The platform committee worked all day for three days and beyond the 11 p.m. Aug. 5 deadline. Like most YDs, they were savvy about precinct work and what it takes to win elections. They understood how injudicious wording can cause problems.

The Aug. 4 evening session featured celebrity speakers: House minority leader Nancy Pelosi, New Mexico governor Bill Richardson, and SF mayor Gavin Newsom. Pelosi's speech was less bold than her frequent television appearances and her leadership of the opposition party in the House. She barely mentioned Iraq, but said we should have a military "second to none." The rest was liberal boilerplate tinged with patriotism, concluding with the remark, "Let's hear it for our men in uniform."

Richardson was somewhat stronger. He said the Democratic Party can't continue as a Washington, DC-based party. We need more leadership at the state level, like the 12 Democratic governors in the red states. He lamented all the talk about how to craft the party's message, saying, "I have to first figure out what we stand for."

He regretted the US "obsession in Iraq," but he didn't say what to do about it. "I'm here because you are the future," he told the YDs.

Newsom brought back my memories of the 1957 national YDA convention, in Reno, when then-Senator Hubert Humphrey told YDs to say what they really believed. He lamented that politicians won't say in public what they say to him in private. Publicly they are very good at identifying the obvious, but they don't want to talk about solutions. "I am not popular in my party," he said. "What's the point of winning if you can't advance your principles? You can't talk in ideals unless you are willing to manifest them."

For example, he said, civil unions are like "separate but equal.... It's the biggest problem in our party." He said John Kerry's position on homosexual civil rights was the same as that of Bush and Cheney: for civil union but not gay marriage.

"We need more clarity in our party," Newsom said. "It's about integrity."

During an Aug. 5 discussion on "Opportunities and Threats in the Middle East" between Reps. Barney Frank of Massachusetts and Ellen Tauscher of Walnut Creek, both were well informed about Iraq, Israel, and Palestine. They understand the horrors.

There was not much disagreement on Israel-Palestine: The US should be more engaged in pushing for the two-state solution. The mistakes of the Bush administration in Iraq were outlined and the disasters noted. Tauscher said, "If we leave, it will be worse.... We should put our foot on the accelerator and train Iraqi troops as fast as we can. But we can't cut and run."

Frank said he used to feel that way, but "now I am for beginning to withdraw."

I spoke with Tauscher afterward about her repeated use of the phrase "cut and run." I said that language suggests any withdrawal would be cowardice. She replied with what appears to be the Democratic Party consensus on Iraq, namely: Bush created the problem; let him clean it up. If we call for withdrawal, the Republicans will blame the post-withdrawal consequences on the Democrats. Bush is in charge. He should move first.

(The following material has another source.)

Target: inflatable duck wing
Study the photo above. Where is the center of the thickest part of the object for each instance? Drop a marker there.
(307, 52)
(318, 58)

Tauscher predicted Bush will make his move to withdraw in September of next year, just before the midterm elections. I said between now and then thousands of Americans and Iraqis will die. Shouldn't the Democrats try to prevent that? She wasn't impressed with that argument.

So what did the YDs decide to do on Iraq? The new platform says: "We support, in the long-term security interests of the United States, efforts to determine a timely, responsible withdrawal from Iraq that leaves Iraqis responsible for their sovereign future without a permanent American presence in the Middle East."

Does this show the clarity or integrity Newsom called for?

Back in 1960, the YDs helped elect Democrat John F. Kennedy. He didn't open relations with China. Neither did Democrat Lyndon Johnson. Republican Richard Nixon did it in 1971, earning the political points that his opponents were too timid to grab.

Marshall Windmiller is professor emeritus of international relations at San Francisco State University.